En el dinámico mundo de la construcción de infraestructura, una práctica de pago ha levantado preocupaciones significativas entre los profesionales del sector. Se trata de la modalidad de vincular la remuneración de los interventores de proyectos de infraestructura al avance de obra por parte del contratista, una práctica que, lejos de incentivar la eficiencia y transparencia, ha generado un escenario complejo tanto para los interventores como para la culminación satisfactoria de los proyectos.
Desde hace varios años, algunas entidades encargadas de la contratación de servicios de interventoría han optado por este esquema de pago, asignando hasta 60% del valor total a pagarse en función del avance del contratista, dejando un margen de 10% contra la liquidación del contrato. Este sistema, lejos de ser justo, ignora un hecho fundamental: el interventor no tiene control sobre la velocidad ni la gestión del contratista. Su herramienta más fuerte es la solicitud de sanciones a la entidad contratante, proceso que a menudo se ve entrampado en la burocracia, lo que dilata cualquier posible corrección en el ritmo de trabajo.
Otro factor crítico que afecta directamente el avance del contratista, y por ende, la remuneración del interventor, es la obtención de licencias ambientales y permisos para el manejo de tráfico, así como las interacciones necesarias con entidades de servicios públicos como acueducto, alcantarillado, redes eléctricas y de telecomunicaciones. A esto se suman las coordinaciones con entidades medioambientales, todas ellas piezas claves en el complejo rompecabezas que conforma el progreso de cualquier proyecto. Estos procesos, frecuentemente largos y complejos, son susceptibles de generar demoras significativas en los trabajos. Frente a estas situaciones, la interventoría se encuentra en una posición en la que su capacidad de influir o acelerar estos trámites es nula.
Esta forma de pago no solo pone en riesgo la objetividad de la interventoría, al generar un conflicto de interés que podría impulsar la certificación de avances no realizados, sino que también exige a los interventores mantener su operación sin el flujo de caja necesario para cubrir gastos mensuales. La interventoría, que requiere de personal, equipos, vehículos y campamentos disponibles durante todo el proyecto, genera costos constantes que deberían ser cubiertos de manera justa y continua.

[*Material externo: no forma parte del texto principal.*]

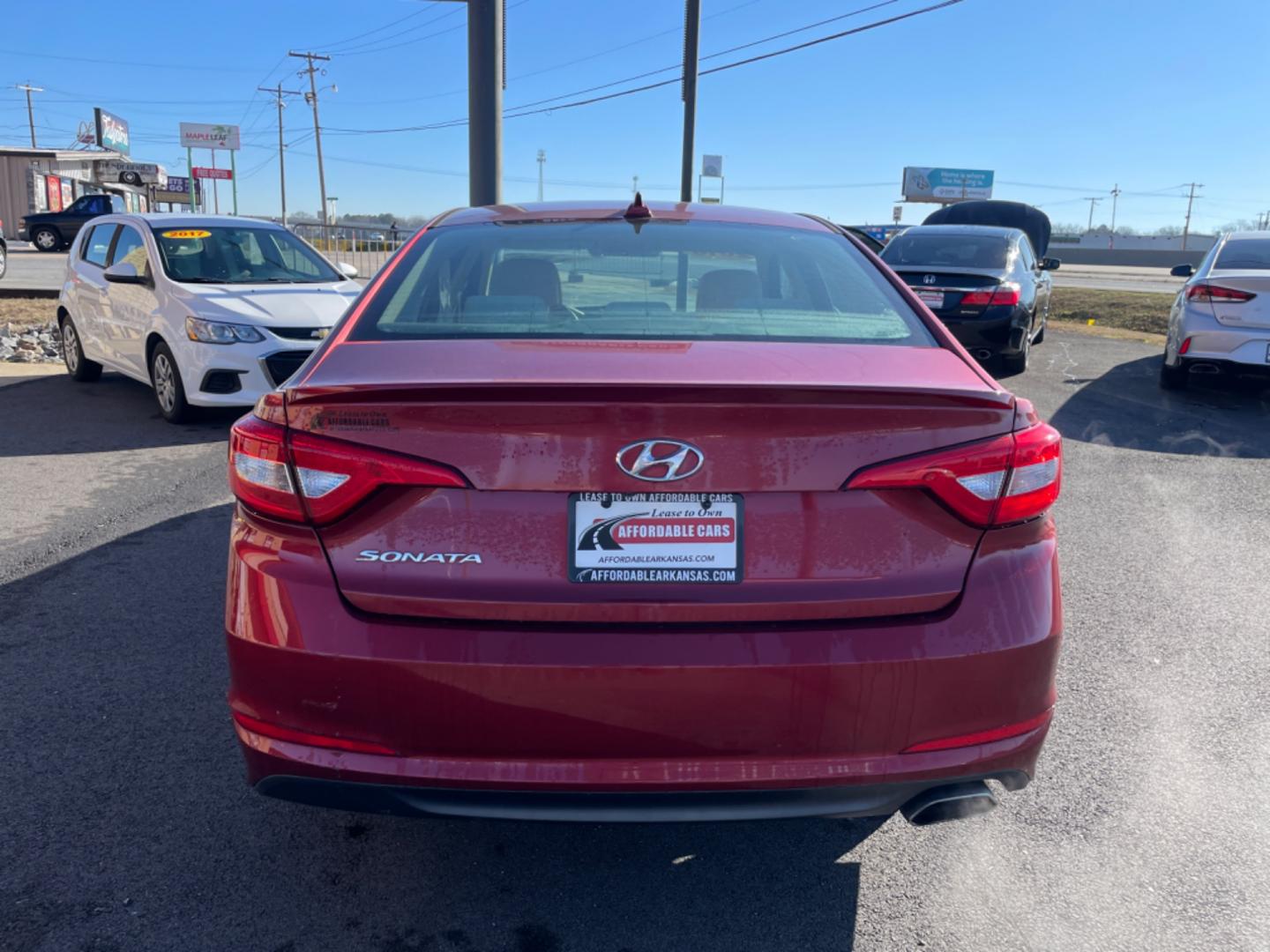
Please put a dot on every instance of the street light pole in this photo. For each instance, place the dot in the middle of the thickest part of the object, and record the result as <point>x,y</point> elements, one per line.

Adicionalmente, el proceso para que los interventores puedan facturar es tortuoso y prolongado. Los informes mensuales de interventoría, que son esenciales para la facturación, se enfrentan a una revisión exhaustiva y lenta por parte de las entidades contratantes, que pueden extenderse más allá de los 45 días. Este retraso en la aprobación para facturación, sumado a la dependencia del avance de obra para una porción significativa del pago, coloca a los interventores en una posición en la que están financiando de facto el proyecto, pudiendo llevar a situaciones financieras críticas e incluso a la quiebra.
La Cámara Colombiana de la Infraestructura (CCI), atendiendo las preocupaciones de sus afiliados consultores, ha desarrollado un manual de buenas prácticas para la contratación de consultoría. Este documento, aunque disponible y promovido desde hace más de un año, parece no haber tenido el impacto deseado en las entidades contratantes, que continúan adheridas a prácticas de pago perjudiciales.
Es imperativo un cambio hacia una forma de pago que reconozca la naturaleza continua del servicio de interventoría, elimine el conflicto de interés generado por vincular el pago al avance del contratista y asegure un flujo de caja adecuado para cubrir los gastos operativos mensuales. La adopción de las buenas prácticas recomendadas por la CCI no solo beneficiará a las firmas de ingeniería, al evitar posibles quiebras, sino que también promoverá la transparencia, la eficiencia y la calidad en la ejecución de proyectos de infraestructura en el país.
El llamado es claro: es hora de que las entidades contratantes revisen y ajusten sus esquemas de pago, alineándose con prácticas que garanticen la sostenibilidad financiera de los interventores y, por ende, la integridad y éxito de los proyectos de infraestructura. La adopción de estas buenas prácticas no es solo una cuestión de justicia económica, sino un paso fundamental hacia la modernización y mejora de nuestra infraestructura nacional.